Third Speaker. Patrice Sulton, the Founder and Executive Director of the DC Justice Lab, spoke next.REF A career criminal-defense attorney in the District, Sulton shut down her practice in 2018 to join the CCRC full time before leaving there to head up DC Justice Lab.REF Schindler asked Sulton for her opinion on the most critical revisions to the code, and her expectations of what the impact of these revisions would be on this “system of injustice.” Sulton said that James Foreman was correct, that the laws on the books from 30 or 40 years ago are the “result of a lack of imagination.” Picking up on the theme embedded throughout the symposium, Sulton said that “we still have laws on the books that are the direct result of explicit racism.”REF
The larger impact of the reforms “will be felt at the misdemeanor level because that’s oftentimes where there is the greatest opportunity for civil rights violations and police abuses.”
Fourth Speaker. Paul Butler came next.REF Butler praised the “hard work of the staff,” saying it was “good government at its best.” Butler said that he had two reactions to the code reforms: one as a “geeky law professor” and the other “as a black male citizen of the District of Columbia who many years ago was arrested for a crime I didn’t commit.”
Speaking as a law professor, Butler said “thank God” for the revisions. Butler said that he tells his law students at Georgetown University that “we have the best trial courts in the country, public defender service in the United States, [and] our U.S. Attorney’s Office is the most diverse.” Butler’s opinion is not backed up by any data.

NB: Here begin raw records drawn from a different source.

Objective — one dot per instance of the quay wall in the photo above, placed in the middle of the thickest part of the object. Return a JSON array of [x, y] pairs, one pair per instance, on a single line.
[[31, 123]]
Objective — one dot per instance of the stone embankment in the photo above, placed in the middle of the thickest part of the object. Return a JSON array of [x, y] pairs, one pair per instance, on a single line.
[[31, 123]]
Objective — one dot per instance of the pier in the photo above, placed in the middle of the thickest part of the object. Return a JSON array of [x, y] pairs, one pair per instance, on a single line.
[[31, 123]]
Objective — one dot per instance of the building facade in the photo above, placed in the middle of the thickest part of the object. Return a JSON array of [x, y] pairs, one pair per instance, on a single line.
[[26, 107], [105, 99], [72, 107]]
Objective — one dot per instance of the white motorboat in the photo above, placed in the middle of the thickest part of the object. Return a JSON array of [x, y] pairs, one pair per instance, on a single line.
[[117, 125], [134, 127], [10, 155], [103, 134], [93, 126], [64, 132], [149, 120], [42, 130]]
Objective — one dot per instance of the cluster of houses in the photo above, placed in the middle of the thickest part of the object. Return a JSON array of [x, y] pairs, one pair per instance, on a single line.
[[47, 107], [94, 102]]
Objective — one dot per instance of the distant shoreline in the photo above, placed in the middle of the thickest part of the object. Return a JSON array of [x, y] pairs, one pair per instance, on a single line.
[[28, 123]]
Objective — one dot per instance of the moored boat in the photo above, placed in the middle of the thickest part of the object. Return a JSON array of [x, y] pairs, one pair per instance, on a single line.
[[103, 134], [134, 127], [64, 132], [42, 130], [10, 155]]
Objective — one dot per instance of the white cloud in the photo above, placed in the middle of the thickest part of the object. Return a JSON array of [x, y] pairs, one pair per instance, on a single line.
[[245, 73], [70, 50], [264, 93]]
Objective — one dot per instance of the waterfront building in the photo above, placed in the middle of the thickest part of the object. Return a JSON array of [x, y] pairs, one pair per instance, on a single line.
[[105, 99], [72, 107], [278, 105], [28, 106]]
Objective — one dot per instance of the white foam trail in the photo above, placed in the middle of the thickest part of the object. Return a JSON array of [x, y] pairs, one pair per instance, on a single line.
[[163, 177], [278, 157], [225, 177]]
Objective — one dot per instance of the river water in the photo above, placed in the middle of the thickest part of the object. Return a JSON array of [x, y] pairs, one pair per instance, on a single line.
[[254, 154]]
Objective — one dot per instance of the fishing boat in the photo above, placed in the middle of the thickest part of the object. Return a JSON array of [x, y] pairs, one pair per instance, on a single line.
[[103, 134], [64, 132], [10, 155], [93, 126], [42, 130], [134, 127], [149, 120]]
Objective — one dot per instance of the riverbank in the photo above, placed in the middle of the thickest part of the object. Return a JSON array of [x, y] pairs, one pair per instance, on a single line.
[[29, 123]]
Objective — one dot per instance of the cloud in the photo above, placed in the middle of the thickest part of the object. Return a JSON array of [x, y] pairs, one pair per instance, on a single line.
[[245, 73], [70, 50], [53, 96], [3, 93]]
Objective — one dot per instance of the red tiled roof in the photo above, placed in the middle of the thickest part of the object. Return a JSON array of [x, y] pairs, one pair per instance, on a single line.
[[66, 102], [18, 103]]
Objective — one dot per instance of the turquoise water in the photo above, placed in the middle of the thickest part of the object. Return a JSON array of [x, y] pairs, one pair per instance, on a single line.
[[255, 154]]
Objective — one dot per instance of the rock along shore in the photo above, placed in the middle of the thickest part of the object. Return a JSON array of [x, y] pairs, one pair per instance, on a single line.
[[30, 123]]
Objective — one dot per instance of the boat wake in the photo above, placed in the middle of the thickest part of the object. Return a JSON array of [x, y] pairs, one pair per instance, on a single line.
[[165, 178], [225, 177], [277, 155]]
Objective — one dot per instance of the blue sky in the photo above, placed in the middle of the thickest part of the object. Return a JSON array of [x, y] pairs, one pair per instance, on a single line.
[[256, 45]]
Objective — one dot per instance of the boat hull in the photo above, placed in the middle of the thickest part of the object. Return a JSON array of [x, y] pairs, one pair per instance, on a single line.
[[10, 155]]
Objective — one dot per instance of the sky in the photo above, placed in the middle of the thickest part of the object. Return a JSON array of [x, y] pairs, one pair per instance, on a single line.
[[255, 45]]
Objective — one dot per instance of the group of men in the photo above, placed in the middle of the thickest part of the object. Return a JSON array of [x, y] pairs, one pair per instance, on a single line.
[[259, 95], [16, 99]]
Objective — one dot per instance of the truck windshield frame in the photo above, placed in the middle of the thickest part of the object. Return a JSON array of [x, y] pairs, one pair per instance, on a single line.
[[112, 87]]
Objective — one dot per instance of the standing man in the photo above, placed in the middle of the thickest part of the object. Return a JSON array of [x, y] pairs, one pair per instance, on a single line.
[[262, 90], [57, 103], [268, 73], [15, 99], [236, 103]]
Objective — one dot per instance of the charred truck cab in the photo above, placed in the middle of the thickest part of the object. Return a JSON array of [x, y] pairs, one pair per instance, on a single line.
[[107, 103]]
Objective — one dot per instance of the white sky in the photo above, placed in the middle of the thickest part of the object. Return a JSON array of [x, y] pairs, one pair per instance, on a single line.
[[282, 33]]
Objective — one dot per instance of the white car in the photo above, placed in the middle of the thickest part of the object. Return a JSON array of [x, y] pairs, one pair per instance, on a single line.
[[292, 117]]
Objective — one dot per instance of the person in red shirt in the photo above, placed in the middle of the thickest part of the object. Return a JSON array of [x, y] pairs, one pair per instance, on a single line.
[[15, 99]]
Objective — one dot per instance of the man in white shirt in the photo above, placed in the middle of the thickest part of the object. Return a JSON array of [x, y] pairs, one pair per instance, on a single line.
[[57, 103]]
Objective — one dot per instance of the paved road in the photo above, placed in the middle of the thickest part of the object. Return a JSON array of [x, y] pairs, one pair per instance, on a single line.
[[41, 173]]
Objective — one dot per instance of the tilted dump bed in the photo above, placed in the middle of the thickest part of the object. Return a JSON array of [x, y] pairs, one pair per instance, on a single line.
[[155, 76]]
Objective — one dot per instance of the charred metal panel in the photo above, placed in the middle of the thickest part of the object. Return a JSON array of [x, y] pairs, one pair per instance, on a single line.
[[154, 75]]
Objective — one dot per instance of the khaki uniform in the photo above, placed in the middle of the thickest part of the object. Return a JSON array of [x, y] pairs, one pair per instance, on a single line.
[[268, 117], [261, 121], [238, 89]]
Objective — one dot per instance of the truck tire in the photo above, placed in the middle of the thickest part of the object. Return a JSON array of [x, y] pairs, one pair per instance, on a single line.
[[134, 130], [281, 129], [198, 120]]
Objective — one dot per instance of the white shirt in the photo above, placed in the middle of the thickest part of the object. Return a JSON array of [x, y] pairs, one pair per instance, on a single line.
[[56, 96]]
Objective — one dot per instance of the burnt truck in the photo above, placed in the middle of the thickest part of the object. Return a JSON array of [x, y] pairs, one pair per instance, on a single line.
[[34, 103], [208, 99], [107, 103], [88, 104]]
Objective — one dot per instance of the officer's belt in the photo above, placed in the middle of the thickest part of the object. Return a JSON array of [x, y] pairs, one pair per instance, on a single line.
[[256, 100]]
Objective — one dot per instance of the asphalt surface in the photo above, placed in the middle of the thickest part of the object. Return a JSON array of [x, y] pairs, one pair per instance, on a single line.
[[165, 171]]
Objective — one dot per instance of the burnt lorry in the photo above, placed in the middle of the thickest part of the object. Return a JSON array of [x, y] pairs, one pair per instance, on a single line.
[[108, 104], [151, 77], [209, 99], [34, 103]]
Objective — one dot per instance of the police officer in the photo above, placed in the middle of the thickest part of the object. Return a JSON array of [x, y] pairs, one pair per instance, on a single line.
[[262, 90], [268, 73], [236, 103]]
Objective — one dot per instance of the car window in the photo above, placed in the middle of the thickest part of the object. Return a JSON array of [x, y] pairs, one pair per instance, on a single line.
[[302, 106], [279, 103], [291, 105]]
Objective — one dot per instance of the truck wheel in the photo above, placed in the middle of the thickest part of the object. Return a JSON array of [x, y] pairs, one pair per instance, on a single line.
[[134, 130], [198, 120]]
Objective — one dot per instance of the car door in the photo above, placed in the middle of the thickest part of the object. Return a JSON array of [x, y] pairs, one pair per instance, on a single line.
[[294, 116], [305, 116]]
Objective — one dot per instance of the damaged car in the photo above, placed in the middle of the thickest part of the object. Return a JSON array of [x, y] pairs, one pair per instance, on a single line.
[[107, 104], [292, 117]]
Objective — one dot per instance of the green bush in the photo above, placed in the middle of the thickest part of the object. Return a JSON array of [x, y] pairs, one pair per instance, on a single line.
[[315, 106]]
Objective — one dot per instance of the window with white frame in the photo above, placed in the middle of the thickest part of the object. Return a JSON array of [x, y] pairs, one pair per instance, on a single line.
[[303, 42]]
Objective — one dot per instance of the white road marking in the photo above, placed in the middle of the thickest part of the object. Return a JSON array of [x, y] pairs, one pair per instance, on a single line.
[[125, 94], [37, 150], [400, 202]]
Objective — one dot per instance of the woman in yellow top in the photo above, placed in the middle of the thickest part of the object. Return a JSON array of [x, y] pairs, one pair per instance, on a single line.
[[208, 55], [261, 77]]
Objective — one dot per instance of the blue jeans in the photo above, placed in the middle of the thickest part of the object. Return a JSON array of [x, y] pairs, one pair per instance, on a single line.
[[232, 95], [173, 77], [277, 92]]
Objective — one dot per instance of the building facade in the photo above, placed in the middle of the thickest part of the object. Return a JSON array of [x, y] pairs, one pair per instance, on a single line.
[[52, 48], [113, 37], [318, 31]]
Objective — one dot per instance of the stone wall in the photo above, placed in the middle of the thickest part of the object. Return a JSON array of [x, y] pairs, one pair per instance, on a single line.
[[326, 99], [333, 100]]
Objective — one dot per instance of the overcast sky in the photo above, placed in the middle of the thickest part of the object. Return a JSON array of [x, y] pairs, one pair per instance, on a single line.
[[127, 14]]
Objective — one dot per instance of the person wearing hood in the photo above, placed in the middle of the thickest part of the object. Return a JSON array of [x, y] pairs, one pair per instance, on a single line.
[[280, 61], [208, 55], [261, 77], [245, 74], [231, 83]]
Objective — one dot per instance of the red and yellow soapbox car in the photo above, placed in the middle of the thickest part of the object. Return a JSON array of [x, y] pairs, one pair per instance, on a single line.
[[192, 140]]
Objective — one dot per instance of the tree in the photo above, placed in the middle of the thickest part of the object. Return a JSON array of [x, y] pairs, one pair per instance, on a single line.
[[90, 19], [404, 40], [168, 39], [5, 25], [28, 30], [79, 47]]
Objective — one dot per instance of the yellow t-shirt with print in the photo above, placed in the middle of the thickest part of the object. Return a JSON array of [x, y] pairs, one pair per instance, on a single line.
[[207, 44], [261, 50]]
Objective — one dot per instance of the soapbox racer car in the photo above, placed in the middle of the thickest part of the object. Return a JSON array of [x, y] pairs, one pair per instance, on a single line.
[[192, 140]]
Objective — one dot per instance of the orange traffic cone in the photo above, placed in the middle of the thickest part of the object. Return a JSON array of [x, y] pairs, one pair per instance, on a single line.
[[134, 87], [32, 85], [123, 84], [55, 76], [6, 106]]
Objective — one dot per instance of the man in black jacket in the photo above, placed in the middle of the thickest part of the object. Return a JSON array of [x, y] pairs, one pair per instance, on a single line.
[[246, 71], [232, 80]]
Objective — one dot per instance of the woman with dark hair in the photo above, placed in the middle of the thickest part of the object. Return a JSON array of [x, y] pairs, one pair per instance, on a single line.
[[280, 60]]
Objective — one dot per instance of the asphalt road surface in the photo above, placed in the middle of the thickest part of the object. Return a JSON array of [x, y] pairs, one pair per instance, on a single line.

Collectively, the authors of this Legal Memorandum have practiced in seven different jurisdictions, including in three states, D.C., and the U.S. military: We beg to differ. One author practiced in the District of Columbia as an Assistant United States Attorney and found the Superior Court trial courts to be barely functional compared to others before whom he practiced; he found the public defender’s office to be average compared to others against whom he litigated; and he found the U.S. Attorney’s Office to be poorly managed and lacking in viewpoint diversity.
Butler noted that as a black man, when visiting the Superior Court in D.C., one “would think that white people don’t commit crimes. White people are around 45 percent of the population of the District of Columbia. But they’re [white people] utterly absent from the criminal court. You would think white people don’t use drugs, they don’t get into fights, they don’t steal, but black people, ‘those are some bad dudes.’”REF The recommendations “would make a dent…and they would expand jury demandability for misdemeanors.”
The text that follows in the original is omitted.